Another year passed (January 2018), it went up a little more. Another 1.5 years (July 2019), it went down 0.1. I was just above the line still. Fast forward to June 2021 (a few months before I’m writing this). Guess what happened? It went down 0.4 points, I was solidly back in the normal/healthy range for the first time ever! How could this be?

Well, a post-analysis is tricky because we live multi-faceted lives, and a lot can change in a year or more between A1c tests. There are always many variables at play, and while my ego would enjoy telling the story of how I got my $#!^ together and determinedly made the necessary lifestyle changes… that is not the case. I was trying as hard as I honestly could before, because nutrition and food was only a small part of my day to day life. In my own subjective experience today, I am currently “trying” less hard now around food. And somewhat contradictorily, I am at a slightly higher body fat percentage too, and yet still lower A1c.

My guess is that Covid-19 — a terrible, ongoing worldwide catastrophe — accelerated structural changes into my life that otherwise would have been further deferred or delayed.
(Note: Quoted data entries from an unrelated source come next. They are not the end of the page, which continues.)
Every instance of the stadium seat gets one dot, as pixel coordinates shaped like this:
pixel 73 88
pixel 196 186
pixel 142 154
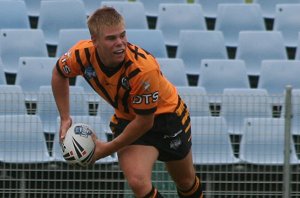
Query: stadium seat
pixel 2 74
pixel 151 7
pixel 286 21
pixel 47 109
pixel 150 40
pixel 33 7
pixel 297 55
pixel 233 18
pixel 31 40
pixel 92 5
pixel 211 143
pixel 92 96
pixel 12 100
pixel 255 46
pixel 238 104
pixel 96 123
pixel 195 45
pixel 210 7
pixel 269 7
pixel 174 70
pixel 196 100
pixel 34 72
pixel 9 18
pixel 175 17
pixel 69 37
pixel 22 140
pixel 263 142
pixel 133 13
pixel 216 75
pixel 295 112
pixel 275 75
pixel 56 15
pixel 105 111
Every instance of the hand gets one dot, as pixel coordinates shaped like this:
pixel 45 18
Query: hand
pixel 99 150
pixel 64 126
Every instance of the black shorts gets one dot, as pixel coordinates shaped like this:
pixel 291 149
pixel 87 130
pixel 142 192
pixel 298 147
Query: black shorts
pixel 170 134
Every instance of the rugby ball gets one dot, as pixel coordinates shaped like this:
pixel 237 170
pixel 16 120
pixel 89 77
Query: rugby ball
pixel 78 146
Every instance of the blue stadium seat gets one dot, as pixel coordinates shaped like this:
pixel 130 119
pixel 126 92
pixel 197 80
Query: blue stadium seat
pixel 196 100
pixel 269 7
pixel 13 14
pixel 31 40
pixel 34 72
pixel 69 37
pixel 255 46
pixel 151 7
pixel 295 112
pixel 105 111
pixel 275 75
pixel 287 22
pixel 195 45
pixel 233 18
pixel 22 140
pixel 263 142
pixel 12 100
pixel 210 7
pixel 150 40
pixel 175 17
pixel 174 70
pixel 216 75
pixel 133 13
pixel 47 109
pixel 2 74
pixel 56 15
pixel 238 104
pixel 33 7
pixel 211 143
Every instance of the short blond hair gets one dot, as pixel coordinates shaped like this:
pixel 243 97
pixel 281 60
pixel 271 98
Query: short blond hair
pixel 104 17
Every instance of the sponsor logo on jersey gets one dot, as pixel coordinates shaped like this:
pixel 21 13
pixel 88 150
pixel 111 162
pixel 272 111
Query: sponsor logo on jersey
pixel 66 69
pixel 145 98
pixel 89 72
pixel 146 86
pixel 83 131
pixel 125 83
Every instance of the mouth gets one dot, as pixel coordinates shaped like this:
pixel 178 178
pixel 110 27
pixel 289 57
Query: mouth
pixel 119 52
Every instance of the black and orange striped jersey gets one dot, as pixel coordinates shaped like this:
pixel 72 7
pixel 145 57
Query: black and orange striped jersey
pixel 137 86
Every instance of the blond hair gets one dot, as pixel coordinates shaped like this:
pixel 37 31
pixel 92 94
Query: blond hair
pixel 104 17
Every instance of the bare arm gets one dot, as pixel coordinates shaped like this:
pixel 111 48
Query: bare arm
pixel 60 88
pixel 135 129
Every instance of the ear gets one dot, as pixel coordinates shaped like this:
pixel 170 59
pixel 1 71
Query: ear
pixel 94 40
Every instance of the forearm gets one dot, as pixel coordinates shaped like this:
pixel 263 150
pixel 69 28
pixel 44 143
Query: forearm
pixel 132 132
pixel 60 89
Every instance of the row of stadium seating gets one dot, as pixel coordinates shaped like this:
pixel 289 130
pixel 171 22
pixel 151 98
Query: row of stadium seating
pixel 229 18
pixel 262 142
pixel 234 105
pixel 213 74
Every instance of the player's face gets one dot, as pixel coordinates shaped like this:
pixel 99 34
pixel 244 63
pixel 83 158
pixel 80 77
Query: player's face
pixel 111 45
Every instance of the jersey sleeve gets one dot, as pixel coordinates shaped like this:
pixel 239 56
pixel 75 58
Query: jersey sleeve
pixel 67 65
pixel 144 93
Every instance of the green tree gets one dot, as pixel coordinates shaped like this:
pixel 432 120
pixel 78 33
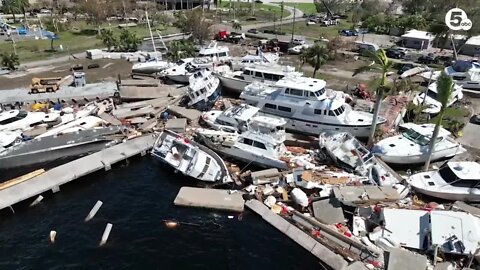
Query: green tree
pixel 383 65
pixel 180 49
pixel 10 60
pixel 108 39
pixel 444 92
pixel 315 56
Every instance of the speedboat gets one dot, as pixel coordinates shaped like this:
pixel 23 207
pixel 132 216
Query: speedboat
pixel 455 181
pixel 412 145
pixel 309 107
pixel 242 118
pixel 432 105
pixel 348 152
pixel 190 158
pixel 236 81
pixel 250 147
pixel 203 90
pixel 23 120
pixel 51 148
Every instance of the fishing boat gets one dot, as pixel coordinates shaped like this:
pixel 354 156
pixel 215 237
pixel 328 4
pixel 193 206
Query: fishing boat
pixel 250 147
pixel 455 181
pixel 190 158
pixel 236 81
pixel 203 90
pixel 411 146
pixel 349 153
pixel 309 107
pixel 432 105
pixel 51 148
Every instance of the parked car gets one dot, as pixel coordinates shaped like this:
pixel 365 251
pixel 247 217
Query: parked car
pixel 348 32
pixel 394 53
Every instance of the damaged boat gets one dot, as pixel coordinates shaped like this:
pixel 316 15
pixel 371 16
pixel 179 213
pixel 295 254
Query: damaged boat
pixel 190 158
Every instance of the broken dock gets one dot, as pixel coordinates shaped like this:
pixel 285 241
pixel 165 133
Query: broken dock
pixel 54 178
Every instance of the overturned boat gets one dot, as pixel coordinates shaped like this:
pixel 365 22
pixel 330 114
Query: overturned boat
pixel 348 152
pixel 190 158
pixel 51 148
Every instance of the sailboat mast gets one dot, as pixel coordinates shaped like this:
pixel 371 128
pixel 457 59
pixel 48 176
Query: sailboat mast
pixel 151 36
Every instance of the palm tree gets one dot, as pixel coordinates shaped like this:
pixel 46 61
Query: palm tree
pixel 315 56
pixel 444 92
pixel 382 64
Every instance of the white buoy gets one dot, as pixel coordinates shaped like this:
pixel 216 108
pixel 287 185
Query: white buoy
pixel 53 234
pixel 94 210
pixel 106 233
pixel 37 200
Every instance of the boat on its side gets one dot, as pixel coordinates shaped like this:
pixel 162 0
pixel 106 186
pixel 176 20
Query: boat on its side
pixel 454 181
pixel 203 90
pixel 412 145
pixel 190 158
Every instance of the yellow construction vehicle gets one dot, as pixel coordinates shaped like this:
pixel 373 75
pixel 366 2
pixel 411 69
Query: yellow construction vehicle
pixel 42 85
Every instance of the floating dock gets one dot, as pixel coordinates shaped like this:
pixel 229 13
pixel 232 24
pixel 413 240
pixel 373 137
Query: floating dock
pixel 209 198
pixel 54 178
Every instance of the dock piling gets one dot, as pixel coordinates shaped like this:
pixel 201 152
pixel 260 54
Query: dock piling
pixel 106 234
pixel 94 211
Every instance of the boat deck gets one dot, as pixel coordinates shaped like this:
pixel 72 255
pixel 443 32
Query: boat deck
pixel 52 179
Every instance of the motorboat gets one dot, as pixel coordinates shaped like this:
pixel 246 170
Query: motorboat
pixel 250 147
pixel 309 107
pixel 23 120
pixel 236 81
pixel 254 59
pixel 51 148
pixel 242 118
pixel 218 54
pixel 432 105
pixel 190 158
pixel 412 145
pixel 351 154
pixel 203 90
pixel 455 181
pixel 463 73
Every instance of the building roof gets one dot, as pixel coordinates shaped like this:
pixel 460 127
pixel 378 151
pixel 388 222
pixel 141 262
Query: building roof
pixel 416 34
pixel 475 40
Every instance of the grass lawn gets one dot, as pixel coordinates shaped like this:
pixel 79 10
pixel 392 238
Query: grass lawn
pixel 73 41
pixel 313 31
pixel 307 8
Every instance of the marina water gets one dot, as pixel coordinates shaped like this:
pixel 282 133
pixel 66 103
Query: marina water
pixel 137 198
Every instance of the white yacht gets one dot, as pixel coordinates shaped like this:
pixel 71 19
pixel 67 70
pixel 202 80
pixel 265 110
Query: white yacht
pixel 250 147
pixel 190 158
pixel 464 73
pixel 344 149
pixel 242 118
pixel 236 81
pixel 456 181
pixel 203 90
pixel 432 105
pixel 216 53
pixel 411 146
pixel 253 59
pixel 23 120
pixel 308 107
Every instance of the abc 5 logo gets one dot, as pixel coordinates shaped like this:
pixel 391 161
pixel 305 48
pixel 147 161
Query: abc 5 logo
pixel 456 19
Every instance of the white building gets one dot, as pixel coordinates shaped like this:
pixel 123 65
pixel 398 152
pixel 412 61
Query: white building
pixel 415 39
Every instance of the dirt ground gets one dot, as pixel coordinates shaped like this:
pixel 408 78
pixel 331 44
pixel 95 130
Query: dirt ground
pixel 108 71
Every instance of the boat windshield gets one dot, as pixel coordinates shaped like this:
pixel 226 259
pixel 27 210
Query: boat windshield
pixel 416 137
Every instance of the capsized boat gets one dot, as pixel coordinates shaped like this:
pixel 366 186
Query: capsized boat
pixel 203 90
pixel 348 152
pixel 412 145
pixel 250 147
pixel 51 148
pixel 455 181
pixel 190 158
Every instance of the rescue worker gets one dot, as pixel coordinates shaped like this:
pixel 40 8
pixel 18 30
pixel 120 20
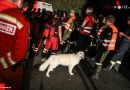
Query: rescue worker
pixel 54 35
pixel 85 32
pixel 14 41
pixel 107 37
pixel 125 44
pixel 69 25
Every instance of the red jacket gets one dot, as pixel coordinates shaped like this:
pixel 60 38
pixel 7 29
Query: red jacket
pixel 89 25
pixel 13 37
pixel 5 4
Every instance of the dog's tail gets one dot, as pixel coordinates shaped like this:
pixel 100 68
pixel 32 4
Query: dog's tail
pixel 44 66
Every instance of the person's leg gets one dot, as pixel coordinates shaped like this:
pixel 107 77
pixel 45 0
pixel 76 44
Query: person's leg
pixel 46 48
pixel 12 79
pixel 81 42
pixel 99 65
pixel 55 46
pixel 117 58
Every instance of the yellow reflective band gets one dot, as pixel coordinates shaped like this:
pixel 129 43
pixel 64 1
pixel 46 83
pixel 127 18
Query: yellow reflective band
pixel 11 20
pixel 9 58
pixel 113 63
pixel 118 62
pixel 3 63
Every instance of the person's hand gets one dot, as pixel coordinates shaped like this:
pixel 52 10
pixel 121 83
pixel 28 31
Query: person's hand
pixel 121 34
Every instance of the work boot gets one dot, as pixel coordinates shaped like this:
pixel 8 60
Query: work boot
pixel 116 67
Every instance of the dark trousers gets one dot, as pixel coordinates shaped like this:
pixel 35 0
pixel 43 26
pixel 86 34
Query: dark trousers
pixel 83 42
pixel 99 53
pixel 121 51
pixel 12 79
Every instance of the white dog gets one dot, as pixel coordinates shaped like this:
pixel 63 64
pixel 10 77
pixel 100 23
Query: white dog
pixel 69 60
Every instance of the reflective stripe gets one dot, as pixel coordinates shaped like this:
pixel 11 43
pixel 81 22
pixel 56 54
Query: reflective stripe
pixel 87 27
pixel 98 63
pixel 109 40
pixel 118 62
pixel 11 20
pixel 113 63
pixel 111 45
pixel 86 31
pixel 9 58
pixel 3 63
pixel 70 30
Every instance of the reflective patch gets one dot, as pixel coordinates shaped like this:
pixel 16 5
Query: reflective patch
pixel 9 58
pixel 86 31
pixel 7 28
pixel 11 20
pixel 113 63
pixel 3 63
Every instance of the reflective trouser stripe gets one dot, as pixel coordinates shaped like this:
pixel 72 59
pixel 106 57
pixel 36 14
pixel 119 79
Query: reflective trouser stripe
pixel 113 63
pixel 118 62
pixel 3 63
pixel 9 58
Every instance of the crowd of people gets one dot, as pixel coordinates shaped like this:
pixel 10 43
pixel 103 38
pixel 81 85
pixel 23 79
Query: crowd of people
pixel 53 31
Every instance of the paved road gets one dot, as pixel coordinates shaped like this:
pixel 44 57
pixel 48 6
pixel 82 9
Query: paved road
pixel 61 80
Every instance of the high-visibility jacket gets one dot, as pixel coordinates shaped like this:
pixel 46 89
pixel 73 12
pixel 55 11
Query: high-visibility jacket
pixel 89 25
pixel 109 42
pixel 14 37
pixel 67 25
pixel 68 28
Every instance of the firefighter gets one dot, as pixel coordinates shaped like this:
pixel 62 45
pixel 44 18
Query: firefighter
pixel 69 25
pixel 85 32
pixel 107 37
pixel 125 44
pixel 14 41
pixel 54 35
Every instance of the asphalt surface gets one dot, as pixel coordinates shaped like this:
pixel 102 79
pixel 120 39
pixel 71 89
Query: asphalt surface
pixel 81 80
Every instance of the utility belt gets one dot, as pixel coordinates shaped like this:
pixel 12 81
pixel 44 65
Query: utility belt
pixel 86 30
pixel 7 62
Besides dogged determination, do you know what can improve your food habits? Going from 70+ to 40 hour work weeks. Those “extra” hours that food planning and prep takes suddenly become… just another to-do. Those additional hours of sleep that happen — because the work day can end at 5-6pm instead of 8-9pm, and having 15 clients to keep tabs on instead of 150 —  are… priceless. And becoming first-time homeowners with the help of generational wealth, that we can coincidentally run our business out of, instead of renting a tiny apartment that was falling apart, with rats and an absentee landlord… yes the fuller story is about privilege too.

We unfortunately still live in a culture where “personal responsibility” is the dominant narrative: that you are the primary and often sole agent of change in your life, and that your good or bad fortune is the product of your good or bad deeds. Just work harder and do more. This is a deceptive trap; the truth is much more nuanced and interconnected.

When you work for an significant amount of time on the frontlines of peoples’ health: as a coach, therapist, or provider; when you talk to the people you are there to help, and really listen to what their lives are like — the subjective and objective parts — with enough “reps” it becomes painfully clear how connected structural inequality is to individual health. And if you are a big empath like me, you stop blaming people, start coaching their whole life including their structural components, and become more interested in peeling back the curtain of intersectionality, where our imperfect human behaviour connects to our highly imperfect systems and institutions. We have the capacity and necessity to change both, and it is the only way forward. 

If this makes you squirm in your seat while reading this, that’s ok too. Facing and embracing that the change you seek as an individual is not wholly and exclusively on your shoulders, and that your personal health intersects with a lot of big systems apparently beyond your immediate control — can be an uncomfortable but necessary realization. Through the truth of that discomfort lies a different level of agency and power: it may give you permission to ask for help, and form a team rather than a steely-eyed, individual determination. If my significant other then and wife now had not advocated for me back in 2015, where would I be now?

If I could go back and coach myself in 2015 or 2017, I would say something like: you’re already working hard, but don’t wait for catastrophe to give you permission to better your life. You truly do not know what tomorrow has to bring, so change the structure of your life for better health now. I would also practically advise doing less intensity and volume of exercise (what I do now), the combination is causing you unnecessary stress that through a chain of events is leading to your chronically elevated blood sugar. Sleep more, and sometimes when you would be training, just hang out somewhere nice with your dog instead, it’s all she wants. You don’t have to be a textbook example to be a leader. Just do you.

The answers are often simple, but not easy. Sometimes a catastrophe is the necessary catalyst for change; it was at least in part for me. Other times reading a story enough.